Ich hab so n ähnliches Prob. Ich log mich in WoW ein, Blasc läd, ich spiele und log mich dann wieder aus. Dann steht da zwar "Profil xy wurde erfolgreich übertragen" und das Fensterchen mit "Herold wird mit dem Server abgeglichen" kommt auch, aber meine Chars werden trotzdem nicht aktualisiert. Ich hab inzwischen schon alles mögliche probiert (Neuinstallation, nach Updates suchen,...), aber nichts hat geholfen.

Edit: hab grad gemerkt, wenn ich in den Einstellungen was ändere (z.B. Gildenname etc.) wird das auch nicht angezeigt. ._. Hilfe!


----------



## Argatosch - Son of Thorox (31. Dezember 2007)

Wie bringe ich meinem mybuffed-Profil bei meine Chars anzuzeigen? 

Habe bereits die Accountdaten im BLASC eingetragen, aber das scheint selbiges nicht wirklich zu interessieren. Gibts da nen Trick? 


			Dieser Inhalt steht nur eingeloggten Mitgliedern zur Verfügung.


----------



## Schattenrabe (31. Dezember 2007)

hallo,

ich hab ein Problem mit meinem Blasc.

ich hab das Häkchen bei "Charakter-Zuordnung bei neuen Charakteren verstecken" drin, und das auch absichtlich, da ja laut Info die Charaktere einzeln nachträglich in den MyBuffed-Einstellungen freigeschalten werden können. aber ich finde in meinem MyBuffed diese Option nicht.

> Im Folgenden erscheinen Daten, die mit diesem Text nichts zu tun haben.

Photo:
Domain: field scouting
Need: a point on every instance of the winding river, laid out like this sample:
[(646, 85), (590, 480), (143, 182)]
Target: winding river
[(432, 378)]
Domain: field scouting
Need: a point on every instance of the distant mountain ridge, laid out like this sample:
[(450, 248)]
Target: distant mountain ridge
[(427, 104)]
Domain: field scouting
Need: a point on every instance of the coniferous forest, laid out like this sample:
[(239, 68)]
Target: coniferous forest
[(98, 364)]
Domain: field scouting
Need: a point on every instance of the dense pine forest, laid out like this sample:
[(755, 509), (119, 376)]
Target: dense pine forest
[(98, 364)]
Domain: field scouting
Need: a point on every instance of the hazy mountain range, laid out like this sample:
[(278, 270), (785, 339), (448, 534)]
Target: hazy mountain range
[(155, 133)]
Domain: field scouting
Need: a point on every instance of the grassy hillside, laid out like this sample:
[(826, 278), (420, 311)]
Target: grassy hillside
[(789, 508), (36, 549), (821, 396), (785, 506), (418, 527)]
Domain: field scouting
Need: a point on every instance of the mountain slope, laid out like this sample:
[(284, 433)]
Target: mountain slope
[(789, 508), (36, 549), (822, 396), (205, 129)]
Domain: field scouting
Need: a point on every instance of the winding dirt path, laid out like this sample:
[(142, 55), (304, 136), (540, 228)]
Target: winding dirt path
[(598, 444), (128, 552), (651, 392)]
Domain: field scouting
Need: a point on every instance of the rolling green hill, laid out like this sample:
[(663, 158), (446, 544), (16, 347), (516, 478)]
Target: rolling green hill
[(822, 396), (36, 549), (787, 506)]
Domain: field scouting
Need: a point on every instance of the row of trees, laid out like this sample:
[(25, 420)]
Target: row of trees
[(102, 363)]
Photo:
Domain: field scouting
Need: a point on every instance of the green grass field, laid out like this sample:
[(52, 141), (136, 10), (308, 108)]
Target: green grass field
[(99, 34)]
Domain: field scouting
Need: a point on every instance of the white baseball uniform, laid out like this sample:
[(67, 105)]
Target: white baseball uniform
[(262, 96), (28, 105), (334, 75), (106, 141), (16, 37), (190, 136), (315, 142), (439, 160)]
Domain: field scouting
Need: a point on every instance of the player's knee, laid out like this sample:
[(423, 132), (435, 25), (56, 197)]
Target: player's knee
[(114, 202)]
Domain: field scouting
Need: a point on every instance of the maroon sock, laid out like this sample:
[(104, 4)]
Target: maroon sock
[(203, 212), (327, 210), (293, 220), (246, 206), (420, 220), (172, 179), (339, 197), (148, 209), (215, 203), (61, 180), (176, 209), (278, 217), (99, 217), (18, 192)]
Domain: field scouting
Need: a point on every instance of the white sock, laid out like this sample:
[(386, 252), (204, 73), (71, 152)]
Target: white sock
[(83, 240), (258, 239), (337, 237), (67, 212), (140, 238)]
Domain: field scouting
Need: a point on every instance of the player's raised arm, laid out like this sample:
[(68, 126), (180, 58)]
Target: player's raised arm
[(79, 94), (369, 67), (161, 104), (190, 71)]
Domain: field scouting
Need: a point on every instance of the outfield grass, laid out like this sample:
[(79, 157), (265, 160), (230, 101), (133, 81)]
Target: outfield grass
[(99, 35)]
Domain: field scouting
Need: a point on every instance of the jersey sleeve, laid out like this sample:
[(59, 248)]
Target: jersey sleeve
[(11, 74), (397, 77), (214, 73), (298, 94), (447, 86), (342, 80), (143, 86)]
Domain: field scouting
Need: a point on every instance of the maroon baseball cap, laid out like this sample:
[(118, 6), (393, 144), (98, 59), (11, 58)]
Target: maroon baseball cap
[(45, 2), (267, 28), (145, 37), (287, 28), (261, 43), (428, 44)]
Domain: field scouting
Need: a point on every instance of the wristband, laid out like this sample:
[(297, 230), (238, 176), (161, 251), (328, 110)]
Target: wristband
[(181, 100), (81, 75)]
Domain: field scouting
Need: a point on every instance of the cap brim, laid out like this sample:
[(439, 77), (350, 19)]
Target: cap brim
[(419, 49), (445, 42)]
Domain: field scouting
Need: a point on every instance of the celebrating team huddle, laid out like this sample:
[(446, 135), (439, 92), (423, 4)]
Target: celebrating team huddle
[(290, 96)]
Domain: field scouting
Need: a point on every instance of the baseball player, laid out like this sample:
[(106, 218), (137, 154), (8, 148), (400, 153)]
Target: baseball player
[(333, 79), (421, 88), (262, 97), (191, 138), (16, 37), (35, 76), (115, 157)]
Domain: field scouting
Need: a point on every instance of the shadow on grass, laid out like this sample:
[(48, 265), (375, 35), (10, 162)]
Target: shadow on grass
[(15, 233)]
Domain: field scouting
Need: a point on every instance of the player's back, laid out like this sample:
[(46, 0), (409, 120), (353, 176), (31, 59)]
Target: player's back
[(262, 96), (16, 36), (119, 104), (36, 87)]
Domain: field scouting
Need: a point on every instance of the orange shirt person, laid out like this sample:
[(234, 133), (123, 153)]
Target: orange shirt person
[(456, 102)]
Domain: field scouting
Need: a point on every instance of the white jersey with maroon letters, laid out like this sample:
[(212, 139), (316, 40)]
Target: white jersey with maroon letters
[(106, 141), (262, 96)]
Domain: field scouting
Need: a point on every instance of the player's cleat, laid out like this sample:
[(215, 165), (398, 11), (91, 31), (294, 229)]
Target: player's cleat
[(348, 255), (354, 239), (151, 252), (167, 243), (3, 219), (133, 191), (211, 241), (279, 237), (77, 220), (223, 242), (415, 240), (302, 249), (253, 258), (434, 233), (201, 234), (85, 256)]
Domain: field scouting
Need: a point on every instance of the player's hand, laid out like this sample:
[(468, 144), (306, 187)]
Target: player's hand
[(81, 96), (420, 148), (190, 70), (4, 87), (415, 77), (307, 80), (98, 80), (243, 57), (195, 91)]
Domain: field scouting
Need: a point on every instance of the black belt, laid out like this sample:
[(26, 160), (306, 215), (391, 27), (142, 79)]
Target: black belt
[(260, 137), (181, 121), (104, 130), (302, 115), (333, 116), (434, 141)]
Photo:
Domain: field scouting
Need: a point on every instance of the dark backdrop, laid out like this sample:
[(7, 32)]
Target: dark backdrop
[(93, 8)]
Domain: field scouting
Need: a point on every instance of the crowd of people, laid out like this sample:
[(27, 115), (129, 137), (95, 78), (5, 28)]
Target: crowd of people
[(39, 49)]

Kann mir da bitte wer weiterhelfen?

MfG, Schattenrabe


----------



## Chrissian (2. Januar 2008)

hier,hab das gleiche problem


----------



## bladelord (2. Januar 2008)

das gleiche problem hab ich auch bei mri is des problem unetr einstellungen finde ich nciht mal charakter verwaltung an was leigt das

mfg bladelord


----------



## Raxar70 (2. Januar 2008)

Meine Chars werden nicht auf meinen Acount geladen, versuche es nun schon seit drei Tagen und nichts erschint. Was soll ich machen, habt ihr einen rat für micht hab Blasc schon vorher BLASC2 benutzt und da ist es gegangen.

Nun zu meinem Problem:

BLASC ist neben WoW an, wenn ich spiele. dann beende ich das Spiel und warte das mein Char hochgeladen wird und nichts geht. Was soll ich machen?


----------



## Thorgren (3. Januar 2008)

Hallo Gemeinde,

erst einmal: Frohes neues Jahr Euch allen.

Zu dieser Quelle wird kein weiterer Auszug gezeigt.